Now replace T with const char*:

...
*value = string;
...

And now you're not involving any temporary, local variables. Of course, that's how the code was originally written (and that part of it was correct), so that doesn't really help you. To address your intent, you should:

1. Make config_setting_lookup_string do assert(value != NULL).

2. Audit the callers of the function and fix them to stop passing garbage. They should be doing:

   const char* foo; config_setting_lookup_string(..., &foo);

and NOT:

const char** foo;
config_setting_lookup_string(..., foo);

Answer 3

string in your case is a local, so taking the address of it is a bad idea since the memory for the local can (and likely will be) re-used for other purposes when you leave the method. In general, it is not a good idea to use the address of a local variable outside of its scope.

What are you trying to achieve?

Answer 4

If you're calling a function that needs a const char**, you could do it like this:

const char *s = getString();
myFunction(&s);

Since s is allocated on the stack in the above example, if you want to return a const char** from your function, you will need to put it on the heap instead:

const char **sp = malloc(sizeof(const char *));
*sp = getString();
return sp;

HTH

Answer 5

No, you can't change config_setting_lookup_string() in the way you've described. You're returning a pointer to the string variable, but as soon as that function ends that variable goes out of scope and is destroyed.

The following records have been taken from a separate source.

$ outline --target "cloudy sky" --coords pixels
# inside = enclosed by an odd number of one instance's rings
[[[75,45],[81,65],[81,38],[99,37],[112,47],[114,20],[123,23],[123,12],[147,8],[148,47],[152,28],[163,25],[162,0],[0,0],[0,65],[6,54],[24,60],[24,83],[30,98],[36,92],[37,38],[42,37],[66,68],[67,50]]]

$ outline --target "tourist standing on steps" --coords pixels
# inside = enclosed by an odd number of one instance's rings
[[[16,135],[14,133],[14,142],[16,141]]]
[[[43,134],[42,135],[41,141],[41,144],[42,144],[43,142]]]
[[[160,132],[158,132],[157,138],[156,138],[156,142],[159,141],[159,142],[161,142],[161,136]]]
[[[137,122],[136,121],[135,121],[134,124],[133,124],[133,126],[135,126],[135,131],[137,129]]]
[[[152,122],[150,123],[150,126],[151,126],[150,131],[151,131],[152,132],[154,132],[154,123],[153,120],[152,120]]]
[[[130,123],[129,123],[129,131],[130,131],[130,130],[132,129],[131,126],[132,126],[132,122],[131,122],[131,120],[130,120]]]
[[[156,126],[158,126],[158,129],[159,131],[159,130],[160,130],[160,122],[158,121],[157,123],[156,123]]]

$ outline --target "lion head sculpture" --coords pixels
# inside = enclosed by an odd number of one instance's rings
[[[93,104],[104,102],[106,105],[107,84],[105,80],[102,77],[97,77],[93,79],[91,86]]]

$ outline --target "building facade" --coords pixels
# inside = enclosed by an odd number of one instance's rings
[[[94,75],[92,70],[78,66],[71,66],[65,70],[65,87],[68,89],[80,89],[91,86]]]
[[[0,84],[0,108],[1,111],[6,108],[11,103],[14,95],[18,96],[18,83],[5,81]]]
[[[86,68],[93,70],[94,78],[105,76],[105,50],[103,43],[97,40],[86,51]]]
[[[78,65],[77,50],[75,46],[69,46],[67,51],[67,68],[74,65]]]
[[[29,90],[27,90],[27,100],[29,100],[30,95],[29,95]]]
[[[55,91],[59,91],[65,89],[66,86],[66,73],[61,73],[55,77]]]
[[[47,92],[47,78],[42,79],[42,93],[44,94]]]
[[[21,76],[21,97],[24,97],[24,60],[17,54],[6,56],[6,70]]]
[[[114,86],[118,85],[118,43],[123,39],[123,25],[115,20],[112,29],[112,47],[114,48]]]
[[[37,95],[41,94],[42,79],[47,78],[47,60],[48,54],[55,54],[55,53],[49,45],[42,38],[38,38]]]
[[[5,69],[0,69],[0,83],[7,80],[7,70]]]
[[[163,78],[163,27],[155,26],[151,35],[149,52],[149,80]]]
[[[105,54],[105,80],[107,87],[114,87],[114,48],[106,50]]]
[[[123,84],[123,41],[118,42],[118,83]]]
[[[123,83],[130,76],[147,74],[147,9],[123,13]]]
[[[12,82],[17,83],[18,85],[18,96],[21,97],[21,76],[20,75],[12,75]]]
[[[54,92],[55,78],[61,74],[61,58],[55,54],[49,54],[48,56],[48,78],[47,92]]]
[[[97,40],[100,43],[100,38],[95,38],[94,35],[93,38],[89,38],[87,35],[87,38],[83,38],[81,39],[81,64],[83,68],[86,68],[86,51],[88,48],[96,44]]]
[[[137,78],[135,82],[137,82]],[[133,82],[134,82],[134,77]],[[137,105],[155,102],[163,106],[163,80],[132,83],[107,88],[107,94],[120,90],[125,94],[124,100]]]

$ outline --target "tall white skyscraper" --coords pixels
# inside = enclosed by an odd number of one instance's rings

You can, however, fix your initial problem quite easily. Leave the definition of config_setting_lookup_string() as it is, and call it like so:

const char *fileName = NULL;
config_setting_lookup_string(foo, "bar", &fileName);

Answer 6

I like nornagon and caf's solution,

const char *fileName;
config_setting_lookup_string(foo, "bar", &fileName);

but if you can change config_setting_lookup_string you could also do it this way:

int config_setting_lookup_string(..., const char *&value)
{
  ...
  const char *string = config_setting_get_string(member);
  value = string;
  ...
}

const char *fileName;
config_setting_lookup_string(foo, "bar", fileName);

Answer 7

From the added information, it seems what you are trying to do is call a function which wants to return a string through one of the function arguments. The best way to do this in my opinion would be something like:

const char* fileName;
config_setting_lookup_string(..., &fileName);
(...)
return fileName;

This will allocate room for a const char* on the stack. The function call will fill the pointer with the address of the string it wants to return. This pointer value can then be passed out of the function if needed (unlike the pointer to the pointer, which would point to the stack, and be invalid when the function returns). Note that initializing fileName with "getString()" would presumably leak memory, since the pointer to the returned string would be overwritten, and the string never deallocated.